Mobile Internet For Dummies
John R. Levine wrote his first program in 1967 on an IBM 1130 (a computer somewhat less powerful than your typical modern digital wristwatch, only more difficult to use). Although John used to spend most of his time writing software, now he mostly writes books (including Internet For Dummies, published by Wiley Publishing, Inc.) because it’s more fun and he can do so at home in the tiny village of Trumansburg, New York, where in his spare time he was the mayor for several years.
Jostein Algroy is senior advisor for the government of Ontario, Canada. He has been active in the mobile space for more than 15 years as an international consumer market strategist and published journalist. Jostein has taught international business, strategy, new product development, and design at Copenhagen Business School. He also works with photography, having achieved awards and recognition for his art, and looks forward to the day when mobile phones are equipped with high-quality, 8-megapixel cameras.

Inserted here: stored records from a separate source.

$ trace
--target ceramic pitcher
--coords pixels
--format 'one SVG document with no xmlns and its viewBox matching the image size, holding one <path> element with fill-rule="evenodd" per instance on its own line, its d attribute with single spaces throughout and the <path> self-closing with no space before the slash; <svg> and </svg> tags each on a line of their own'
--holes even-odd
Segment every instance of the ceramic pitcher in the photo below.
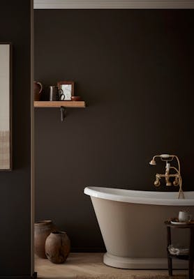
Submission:
<svg viewBox="0 0 194 279">
<path fill-rule="evenodd" d="M 41 93 L 43 91 L 43 85 L 40 82 L 33 82 L 34 100 L 40 100 Z"/>
</svg>

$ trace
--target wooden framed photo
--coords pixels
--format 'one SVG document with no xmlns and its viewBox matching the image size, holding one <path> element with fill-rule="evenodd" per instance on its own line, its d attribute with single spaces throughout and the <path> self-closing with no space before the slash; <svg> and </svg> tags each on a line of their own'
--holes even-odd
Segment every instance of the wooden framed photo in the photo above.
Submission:
<svg viewBox="0 0 194 279">
<path fill-rule="evenodd" d="M 12 169 L 12 45 L 0 43 L 0 170 Z"/>
<path fill-rule="evenodd" d="M 57 86 L 59 92 L 59 100 L 70 100 L 71 96 L 74 96 L 74 82 L 59 82 Z"/>
</svg>

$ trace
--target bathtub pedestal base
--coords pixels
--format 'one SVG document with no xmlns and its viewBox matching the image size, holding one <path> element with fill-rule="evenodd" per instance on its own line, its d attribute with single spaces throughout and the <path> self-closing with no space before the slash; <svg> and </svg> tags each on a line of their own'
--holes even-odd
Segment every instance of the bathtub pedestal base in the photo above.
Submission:
<svg viewBox="0 0 194 279">
<path fill-rule="evenodd" d="M 104 255 L 103 262 L 107 266 L 126 269 L 167 269 L 167 258 L 135 258 L 114 256 L 108 252 Z M 174 269 L 188 268 L 184 261 L 173 261 Z"/>
</svg>

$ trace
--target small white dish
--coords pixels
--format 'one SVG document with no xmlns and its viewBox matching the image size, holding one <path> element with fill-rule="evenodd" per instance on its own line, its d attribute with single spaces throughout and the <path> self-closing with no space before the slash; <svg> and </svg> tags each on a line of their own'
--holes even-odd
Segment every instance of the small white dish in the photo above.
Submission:
<svg viewBox="0 0 194 279">
<path fill-rule="evenodd" d="M 175 222 L 175 221 L 170 221 L 171 224 L 174 225 L 186 225 L 186 222 Z"/>
</svg>

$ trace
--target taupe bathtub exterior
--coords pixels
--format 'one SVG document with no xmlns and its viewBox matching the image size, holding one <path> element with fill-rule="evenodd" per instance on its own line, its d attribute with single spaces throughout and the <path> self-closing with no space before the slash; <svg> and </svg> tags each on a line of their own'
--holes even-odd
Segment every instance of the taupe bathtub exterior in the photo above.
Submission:
<svg viewBox="0 0 194 279">
<path fill-rule="evenodd" d="M 105 242 L 105 264 L 132 269 L 167 268 L 164 221 L 184 209 L 194 217 L 194 192 L 184 192 L 185 199 L 177 199 L 176 192 L 103 187 L 87 187 L 84 192 L 91 197 Z M 187 246 L 188 232 L 175 231 L 173 245 Z M 188 267 L 185 261 L 173 262 L 174 268 Z"/>
</svg>

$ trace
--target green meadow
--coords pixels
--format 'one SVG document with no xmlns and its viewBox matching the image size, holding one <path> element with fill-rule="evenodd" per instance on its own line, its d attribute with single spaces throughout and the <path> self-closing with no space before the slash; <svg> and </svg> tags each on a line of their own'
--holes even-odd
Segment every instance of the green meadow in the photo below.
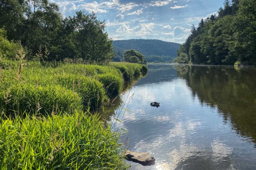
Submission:
<svg viewBox="0 0 256 170">
<path fill-rule="evenodd" d="M 144 65 L 0 62 L 2 169 L 125 169 L 118 133 L 95 113 Z"/>
</svg>

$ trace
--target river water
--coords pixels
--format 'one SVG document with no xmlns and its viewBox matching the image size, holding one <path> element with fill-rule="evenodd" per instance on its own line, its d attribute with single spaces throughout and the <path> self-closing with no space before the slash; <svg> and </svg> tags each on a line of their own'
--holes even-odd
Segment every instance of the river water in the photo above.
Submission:
<svg viewBox="0 0 256 170">
<path fill-rule="evenodd" d="M 148 70 L 107 115 L 109 121 L 122 119 L 114 127 L 127 131 L 120 139 L 129 150 L 156 160 L 151 166 L 127 161 L 131 170 L 256 169 L 255 68 L 166 64 Z"/>
</svg>

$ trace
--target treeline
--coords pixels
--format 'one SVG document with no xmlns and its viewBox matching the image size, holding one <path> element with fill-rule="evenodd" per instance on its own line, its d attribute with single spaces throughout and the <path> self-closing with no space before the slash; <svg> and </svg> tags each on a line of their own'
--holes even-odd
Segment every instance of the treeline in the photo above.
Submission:
<svg viewBox="0 0 256 170">
<path fill-rule="evenodd" d="M 145 55 L 148 62 L 172 61 L 177 55 L 180 44 L 157 39 L 129 39 L 113 41 L 115 61 L 125 60 L 124 52 L 134 49 Z"/>
<path fill-rule="evenodd" d="M 178 51 L 180 63 L 256 64 L 256 1 L 226 0 L 218 16 L 202 19 Z"/>
<path fill-rule="evenodd" d="M 114 53 L 105 27 L 93 13 L 80 11 L 64 18 L 58 5 L 48 0 L 0 1 L 0 35 L 11 43 L 20 42 L 28 59 L 110 61 Z M 2 53 L 10 48 L 2 45 Z"/>
</svg>

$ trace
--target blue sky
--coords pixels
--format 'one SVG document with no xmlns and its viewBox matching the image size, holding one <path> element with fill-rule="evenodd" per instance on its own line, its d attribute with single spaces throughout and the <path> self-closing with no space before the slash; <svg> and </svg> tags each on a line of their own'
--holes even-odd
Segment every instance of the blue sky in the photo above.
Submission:
<svg viewBox="0 0 256 170">
<path fill-rule="evenodd" d="M 94 12 L 113 40 L 161 39 L 182 43 L 192 24 L 216 13 L 224 0 L 52 0 L 64 16 Z"/>
</svg>

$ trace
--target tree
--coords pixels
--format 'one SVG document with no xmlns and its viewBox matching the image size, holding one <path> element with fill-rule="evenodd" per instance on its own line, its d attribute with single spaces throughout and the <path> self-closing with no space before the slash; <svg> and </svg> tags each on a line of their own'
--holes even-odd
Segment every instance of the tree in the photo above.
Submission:
<svg viewBox="0 0 256 170">
<path fill-rule="evenodd" d="M 144 63 L 144 59 L 145 59 L 145 56 L 138 51 L 131 49 L 126 50 L 124 53 L 124 61 L 127 62 L 130 62 L 130 58 L 133 56 L 135 56 L 138 58 L 141 64 Z"/>
<path fill-rule="evenodd" d="M 189 61 L 188 55 L 184 53 L 182 53 L 174 59 L 174 61 L 178 63 L 188 63 Z"/>
<path fill-rule="evenodd" d="M 134 55 L 130 57 L 129 61 L 130 63 L 141 63 L 138 58 Z"/>
</svg>

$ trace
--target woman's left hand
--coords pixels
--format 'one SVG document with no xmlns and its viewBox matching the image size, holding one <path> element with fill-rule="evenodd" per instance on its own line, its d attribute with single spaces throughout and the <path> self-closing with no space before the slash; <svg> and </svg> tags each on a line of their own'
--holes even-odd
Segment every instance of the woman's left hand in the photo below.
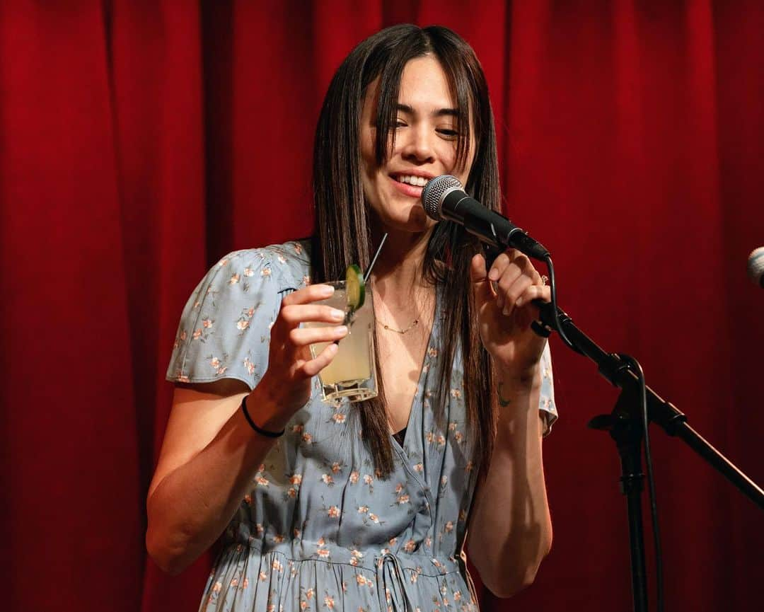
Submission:
<svg viewBox="0 0 764 612">
<path fill-rule="evenodd" d="M 549 287 L 530 260 L 514 249 L 499 255 L 487 271 L 483 255 L 475 255 L 470 276 L 483 345 L 500 370 L 528 380 L 546 345 L 546 338 L 530 327 L 539 318 L 533 300 L 550 301 Z"/>
</svg>

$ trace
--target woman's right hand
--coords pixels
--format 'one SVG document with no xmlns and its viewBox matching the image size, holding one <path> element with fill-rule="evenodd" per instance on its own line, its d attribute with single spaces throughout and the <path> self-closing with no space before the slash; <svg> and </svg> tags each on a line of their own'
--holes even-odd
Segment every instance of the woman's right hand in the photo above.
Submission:
<svg viewBox="0 0 764 612">
<path fill-rule="evenodd" d="M 311 378 L 337 355 L 335 341 L 348 335 L 348 328 L 341 325 L 344 311 L 313 303 L 331 297 L 333 293 L 334 288 L 329 285 L 309 285 L 290 293 L 281 302 L 270 329 L 268 368 L 253 391 L 263 393 L 261 399 L 271 405 L 269 429 L 282 429 L 292 415 L 307 403 Z M 329 325 L 300 327 L 300 323 L 309 322 Z M 309 345 L 316 342 L 329 344 L 313 359 Z"/>
</svg>

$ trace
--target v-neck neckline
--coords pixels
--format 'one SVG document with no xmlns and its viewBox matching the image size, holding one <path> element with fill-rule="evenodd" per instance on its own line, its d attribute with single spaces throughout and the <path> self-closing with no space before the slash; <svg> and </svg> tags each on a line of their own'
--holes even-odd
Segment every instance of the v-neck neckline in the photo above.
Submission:
<svg viewBox="0 0 764 612">
<path fill-rule="evenodd" d="M 425 365 L 427 364 L 427 361 L 429 357 L 429 354 L 430 347 L 432 345 L 432 338 L 435 337 L 435 325 L 438 325 L 438 322 L 439 320 L 439 311 L 440 287 L 438 285 L 435 285 L 435 309 L 432 312 L 432 322 L 430 325 L 429 335 L 427 336 L 427 344 L 425 345 L 425 351 L 422 355 L 422 363 L 419 365 L 419 377 L 416 381 L 416 389 L 414 390 L 414 396 L 411 398 L 411 406 L 409 408 L 409 418 L 406 419 L 406 426 L 403 427 L 403 429 L 406 430 L 406 433 L 403 435 L 403 443 L 398 442 L 397 439 L 395 437 L 395 432 L 390 432 L 389 434 L 391 443 L 395 446 L 397 446 L 404 453 L 406 453 L 406 443 L 409 439 L 409 436 L 413 435 L 411 433 L 412 429 L 415 429 L 412 426 L 415 417 L 414 410 L 416 408 L 418 401 L 419 410 L 421 410 L 422 408 L 422 402 L 420 400 L 420 396 L 423 392 L 422 387 L 424 387 L 425 379 L 426 378 L 427 373 L 429 371 L 429 368 L 427 368 L 427 371 L 426 371 Z M 419 429 L 421 429 L 421 426 Z"/>
</svg>

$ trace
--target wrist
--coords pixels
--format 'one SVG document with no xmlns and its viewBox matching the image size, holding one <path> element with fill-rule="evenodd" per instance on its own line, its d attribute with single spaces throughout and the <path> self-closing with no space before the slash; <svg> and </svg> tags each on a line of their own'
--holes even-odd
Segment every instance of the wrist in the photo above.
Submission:
<svg viewBox="0 0 764 612">
<path fill-rule="evenodd" d="M 536 363 L 530 368 L 498 367 L 497 380 L 501 384 L 504 393 L 524 395 L 541 387 L 541 364 Z"/>
</svg>

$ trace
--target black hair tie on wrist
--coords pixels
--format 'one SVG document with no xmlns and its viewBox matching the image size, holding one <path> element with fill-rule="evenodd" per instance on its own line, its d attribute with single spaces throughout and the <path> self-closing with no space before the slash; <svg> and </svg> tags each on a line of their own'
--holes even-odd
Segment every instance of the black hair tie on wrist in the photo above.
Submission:
<svg viewBox="0 0 764 612">
<path fill-rule="evenodd" d="M 246 395 L 241 398 L 241 412 L 244 413 L 244 418 L 247 419 L 247 423 L 249 423 L 249 426 L 254 429 L 261 436 L 264 436 L 266 438 L 280 438 L 284 435 L 286 429 L 282 429 L 280 432 L 269 432 L 267 429 L 264 429 L 254 424 L 254 421 L 252 420 L 252 417 L 249 416 L 249 411 L 247 410 Z"/>
</svg>

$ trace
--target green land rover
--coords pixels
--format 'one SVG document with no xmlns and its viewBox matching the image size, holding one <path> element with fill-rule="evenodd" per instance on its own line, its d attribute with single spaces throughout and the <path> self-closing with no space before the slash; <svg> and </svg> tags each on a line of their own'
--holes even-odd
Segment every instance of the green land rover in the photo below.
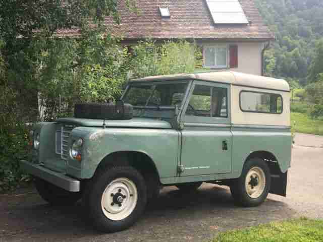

James Pearce is the chief technology officer at dotMobi. He has the mobile Web in his veins, having worked previously at Argogroup and AnywhereYouGo and as the founder of the “old school” mobile blog WAPtastic. Variously a management consultant, a teacher, an orienteer, and an Oxford University physicist by training, James has declared every year since 1997 to be the Year of the Mobile Web. For the sake of his wife and two children, with whom he lives happily in Dublin, we hope he’s finally right.
Daniel Appelquist is an American expatriate and a dot-com refugee living in London, England, where he works as a technology strategist for Vodafone, a company he represents in the World Wide Web Consortium (W3C), where he chairs the Mobile Web Best Practices working group. He is an evangelist for mobile Web topics, a published author, a frequent speaker, and a co-founder of Mobile Monday London and the Mobile 2.0 conferences. You can usually catch Dan mobile blogging while hanging out with his wife and two kids.